In cases of extreme localized storms, the network could help save lives, Reges says. One example is the flooding rains that hit Colorado in 2013. CoCoRaHS reports triggered warnings that ultimately saved lives.

Reges says when you see forecasts of river stages and flood levels on the Missouri, Mississippi, and Ohio Rivers – or most anywhere else – timely CoCoRaHS data is probably at work. 

Reporters do this on a volunteer basis and are not paid, except for the good feeling of being part of a nationwide effort. They are asked to purchase a high-precision rain gauge, check it every morning around 7 a.m., and file their observation online. 

If you can’t do it every day (vacation, for example), there is a provision for making a multiday report. 

“The website will talk you through how to sign up,” says Reges. “It will even help you find one of our 250 state and regional coordinators who can help.

“We love farmers, and we really, really need their help!” he says.

Henry Reges
Henry Reges shows the largest documented hailstone ever recorded – nearly 2 pounds and 8 inches in diameter recovered in South Dakota in July 2010.

How to order the rain gauge

The official rain gauge distributor for CoCoRaHS is Weather Your Way ( The company provides a wide range of weather and precipitation-measuring tools, including the 4-inch-diameter gauge recommended for reporters. It measures up to 11.5 inches of precipitation to the .001 of an inch. It sells to observers at a discounted price of $30.50.

Dust Bowl II?

Could droughty conditions that spurred the Dust Bowl ever happen again?

Daryl Ritchison thinks it could. “It’s not a matter of if; it’s a matter of when it will happen,” says the interim director of the North Dakota Agricultural Weather Network. During the 2017 growing season, North Dakota struggled through droughty conditions ranging from moderate drought in eastern areas to extreme drought in the southwestern part of the state. 

The good news is, even if it does, farming practices are much better today and can help protect the soil under droughty conditions, he says. 
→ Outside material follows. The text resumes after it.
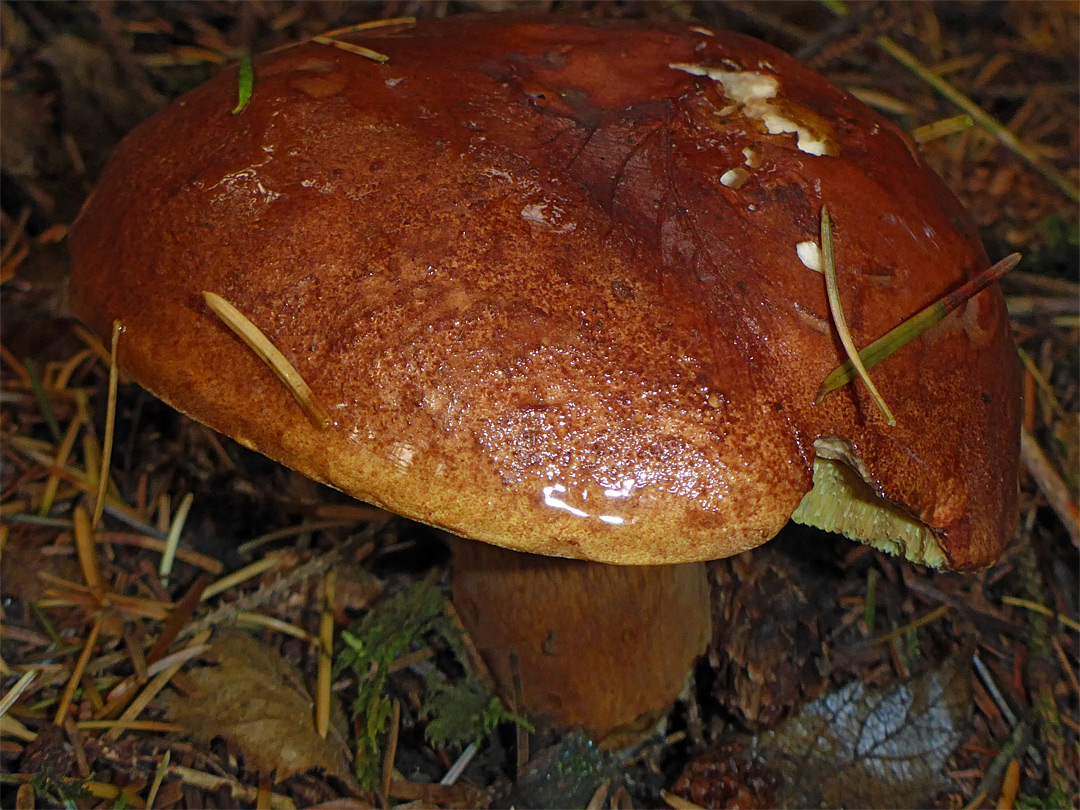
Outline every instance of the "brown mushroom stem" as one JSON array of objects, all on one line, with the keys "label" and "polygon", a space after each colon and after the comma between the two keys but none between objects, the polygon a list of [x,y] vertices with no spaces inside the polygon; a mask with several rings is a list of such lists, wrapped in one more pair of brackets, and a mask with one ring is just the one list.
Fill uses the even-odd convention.
[{"label": "brown mushroom stem", "polygon": [[457,540],[454,603],[518,708],[599,739],[659,719],[711,635],[703,563],[616,566]]}]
The second wettest North Dakota summer on record occurred in 1928. Nearly the exact oppposite occurred in 1929. “In the spring of 1929, it just stopped raining,” Ritchison says. “At that time, it was the second driest year on record. There was no crop.” 

Matters improved, particularly in 1930 through 1933. “It was not phenomenally dry in eastern North Dakota,” he says. Each year, though, had a rainfall deficit.”

Then came 1934. “It was really dry,” says Ritchison. The National Oceanic and Atmospheric Administration proclaimed it the driest year of the 20th century. 

Surprisingly, this was followed up by a wet 1935 in North Dakota. “In fact, there was a surplus of water conditions. That’s how wet it was in 1935,” says Ritchison.

Unfortunately, drought returned in 1936 in North Dakota and didn’t level off until 1939, when more normal rainfall occurred.

All this helped fuel an exit of topsoil from the state, too. Typical is the 36 original inches of eastern North Dakota’s Red River Valley topsoil that’s now down to 18 inches. That’s partly due to a combination of 1930s drought combined with the excessive tillage of that era.

“Farmers back then were trained to pulverize the soil for good seed germination,” he says. “It amazes me to think of all the soil that North Dakota lost back then day after day with 10 to 20 mph winds.” 

Fortunately, farming practices are better these days. More and more farmers are practicing techniques like no-till and cover crops to protect the soil. “Good soil practices can protect the soil in dry years,” he says.